Osteosarcoma is the most common primary bone tumor that occurs mainly in children and adolescents. Twenty percent of osteosarcoma patients succumb to this disease as a result of tumor metastasis or an unresectable tumor. The remaining 80% of patients generally present with small metastases when diagnosed; a number of these patients develop pulmonary metastasis within a year and the 5-year survival rate is only 15% (1,2). Recently, various chemotherapies and new diagnostic techniques have been developed. These developments have dramatically improved the 5-year survival rate for osteosarcoma patients up to 55–70% (1). Chemotherapeutic regimens used in the treatment of osteosarcoma, such as adriamycin, methotrexate and/or cisplatin, result in significant morbidity, including cardiac toxicity, infertility and renal dysfunction. In order to improve the long-term survival rate of this type of cancer, it is crucial for research efforts to identify new targets and techniques, especially for gene therapy.

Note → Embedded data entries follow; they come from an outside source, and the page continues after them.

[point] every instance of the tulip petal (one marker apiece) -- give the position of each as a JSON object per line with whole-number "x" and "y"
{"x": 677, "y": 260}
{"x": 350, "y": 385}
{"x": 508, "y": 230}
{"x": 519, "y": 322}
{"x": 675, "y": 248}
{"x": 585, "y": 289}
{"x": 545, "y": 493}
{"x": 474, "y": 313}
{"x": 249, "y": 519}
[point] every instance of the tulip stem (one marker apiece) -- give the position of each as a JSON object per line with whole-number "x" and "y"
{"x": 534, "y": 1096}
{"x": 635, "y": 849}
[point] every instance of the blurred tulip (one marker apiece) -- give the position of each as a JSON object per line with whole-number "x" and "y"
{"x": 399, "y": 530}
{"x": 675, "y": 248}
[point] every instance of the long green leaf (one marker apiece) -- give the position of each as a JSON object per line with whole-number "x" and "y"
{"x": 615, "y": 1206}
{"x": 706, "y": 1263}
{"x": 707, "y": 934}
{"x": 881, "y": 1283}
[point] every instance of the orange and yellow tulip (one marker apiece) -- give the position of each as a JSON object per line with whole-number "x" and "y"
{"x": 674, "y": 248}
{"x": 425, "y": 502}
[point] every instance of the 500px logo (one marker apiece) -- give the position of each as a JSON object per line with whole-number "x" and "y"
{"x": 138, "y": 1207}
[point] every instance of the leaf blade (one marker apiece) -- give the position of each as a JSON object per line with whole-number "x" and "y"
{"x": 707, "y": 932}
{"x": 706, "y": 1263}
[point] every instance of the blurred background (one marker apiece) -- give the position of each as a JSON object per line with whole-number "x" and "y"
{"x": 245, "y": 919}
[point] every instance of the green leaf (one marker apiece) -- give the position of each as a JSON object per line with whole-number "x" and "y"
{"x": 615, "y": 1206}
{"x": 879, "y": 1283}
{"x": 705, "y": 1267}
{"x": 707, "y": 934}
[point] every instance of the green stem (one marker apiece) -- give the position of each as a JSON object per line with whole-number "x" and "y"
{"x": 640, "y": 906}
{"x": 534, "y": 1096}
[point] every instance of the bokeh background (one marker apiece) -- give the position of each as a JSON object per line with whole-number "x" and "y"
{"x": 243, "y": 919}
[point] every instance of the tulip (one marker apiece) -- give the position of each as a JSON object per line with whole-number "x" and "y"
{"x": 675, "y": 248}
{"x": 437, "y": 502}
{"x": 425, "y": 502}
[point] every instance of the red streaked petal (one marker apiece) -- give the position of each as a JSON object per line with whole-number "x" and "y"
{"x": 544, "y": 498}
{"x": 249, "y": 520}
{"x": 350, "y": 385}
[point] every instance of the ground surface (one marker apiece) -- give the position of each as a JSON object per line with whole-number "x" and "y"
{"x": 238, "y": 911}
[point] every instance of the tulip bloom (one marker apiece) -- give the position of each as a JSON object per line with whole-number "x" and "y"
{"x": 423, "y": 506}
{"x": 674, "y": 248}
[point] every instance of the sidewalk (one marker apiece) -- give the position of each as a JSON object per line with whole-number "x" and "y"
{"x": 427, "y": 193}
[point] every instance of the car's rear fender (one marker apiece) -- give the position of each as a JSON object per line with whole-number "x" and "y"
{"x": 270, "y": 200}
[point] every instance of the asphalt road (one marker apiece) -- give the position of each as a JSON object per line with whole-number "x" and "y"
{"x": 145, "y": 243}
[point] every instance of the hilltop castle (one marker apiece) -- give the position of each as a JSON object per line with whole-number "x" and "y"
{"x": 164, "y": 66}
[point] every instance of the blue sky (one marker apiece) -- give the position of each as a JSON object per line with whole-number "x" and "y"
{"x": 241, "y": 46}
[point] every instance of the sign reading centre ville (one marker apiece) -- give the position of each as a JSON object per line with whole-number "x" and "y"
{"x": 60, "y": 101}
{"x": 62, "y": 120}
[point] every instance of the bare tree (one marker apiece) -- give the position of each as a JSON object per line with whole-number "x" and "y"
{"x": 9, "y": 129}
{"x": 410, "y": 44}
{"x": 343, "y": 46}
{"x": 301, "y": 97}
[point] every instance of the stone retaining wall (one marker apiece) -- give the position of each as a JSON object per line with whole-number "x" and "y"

It has been suggested that protein phosphorylation is a critical step in protein structural change. PIN1 is composed of 2 functional domains, an amino-terminal WW domain (amino acids 1–39) involved in protein-protein interaction which mediates PIN1 binding to phosphorylated protein and a COOH-terminal peptidyl-prolyl cis-trans isomerase (PPIase) domain (amino acids 45–163) that functions in catalysis (3). Phosphorylation of Ser/Thr-Pro residues plays an important role in several cellular events. An anomalous change in the protein during the process of signal transduction usually leads to unwanted cell proliferation and culminates in the development of cancer (4,5).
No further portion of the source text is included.